- Summary
- Videotape testimony of Kurt M., who was born in Berlin, Germany in 1915. He recalls his excellent education prior to 1933; Hitler's ascent to power; anti-Jewish restrictions barring him from university; cantorial training; teaching in a Jewish school; the trauma of Kristallnacht; deportation to Theresienstadt in 1943; conducting religious services; deportation to Auschwitz/Birkenau in fall 1944 (he later learned his wife volunteered to follow him); remaining with his brother; observing prisoners trampling another prisoner to death because he had sent others to their deaths; the stench of burning humans; transfer with his brother to Golleschau a week later; slave labor in a quarry; public hangings; singing Yiddish songs; the death march in January 1945; train transport to Sachsenhausen, then Flossenbürg; his transfer to Traunstein (he never saw his brother again); walking away from a death march; traveling to Munich; learning his wife had survived; employment conducting religious services for radio broadcast; and working as a cantor in the United States from 1951 to 1985. Mr.
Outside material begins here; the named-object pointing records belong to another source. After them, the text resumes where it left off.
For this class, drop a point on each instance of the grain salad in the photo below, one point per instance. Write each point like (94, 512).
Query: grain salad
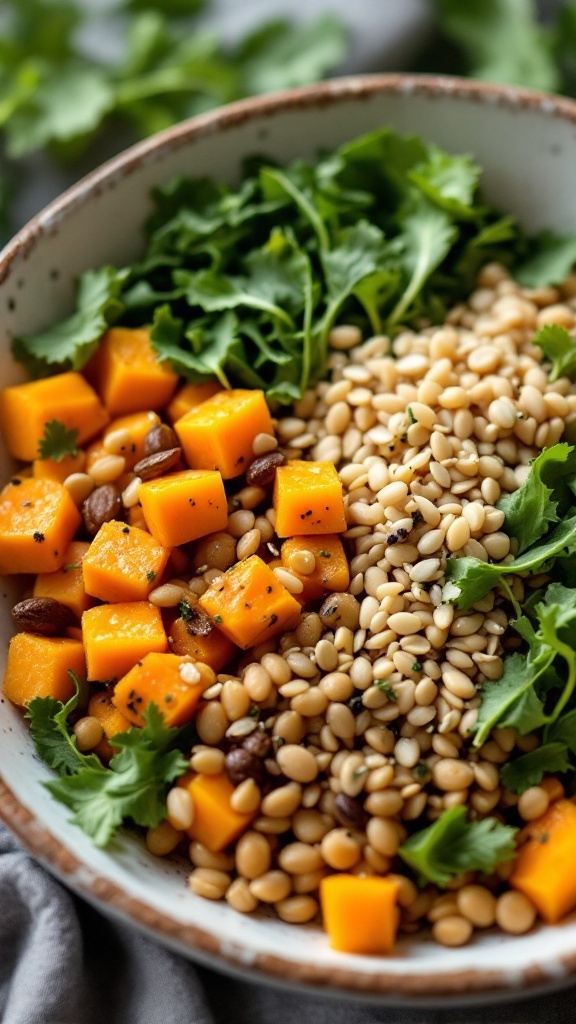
(302, 611)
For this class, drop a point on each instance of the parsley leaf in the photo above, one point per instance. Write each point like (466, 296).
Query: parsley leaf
(560, 348)
(53, 740)
(528, 770)
(452, 846)
(134, 787)
(69, 345)
(57, 441)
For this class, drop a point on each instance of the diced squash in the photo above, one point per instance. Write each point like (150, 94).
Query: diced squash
(219, 433)
(48, 469)
(25, 410)
(544, 865)
(181, 507)
(173, 683)
(38, 667)
(249, 604)
(307, 499)
(215, 823)
(67, 585)
(101, 708)
(38, 520)
(360, 913)
(137, 425)
(190, 396)
(331, 570)
(207, 644)
(123, 563)
(127, 375)
(116, 636)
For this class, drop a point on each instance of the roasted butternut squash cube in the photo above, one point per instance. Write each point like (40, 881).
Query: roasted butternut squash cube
(200, 639)
(544, 864)
(330, 571)
(127, 374)
(360, 913)
(112, 721)
(307, 499)
(173, 683)
(190, 396)
(181, 507)
(249, 604)
(219, 433)
(38, 520)
(137, 426)
(116, 636)
(25, 410)
(49, 469)
(215, 824)
(67, 585)
(38, 667)
(123, 563)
M. discusses times of severe psychological stress in camps and a recent trip to Berlin.
- Author/Creator
- M., Kurt, 1915-
- Published
- Auburn, Me. : Holocaust Human Rights Center of Maine, 1987
- Interview Date
- November 18, 1987.
- Locale
- Germany
Berlin (Germany)
Munich (Germany)
- Cite As
- Kurt M. Holocaust Testimony (HVT-1172). Fortunoff Video Archive for Holocaust Testimonies, Yale University Library.
- Other Authors/Editors
- Meyer, M., interviewer.
Lipstadt, H., interviewer.
Haas, Gerda, interviewer.
- Notes
-
Associated material: Sonja M. Holocaust testimony [wife] (HVT-1173), Fortunoff Video Archive for Holocaust Testimonies, Yale University Library.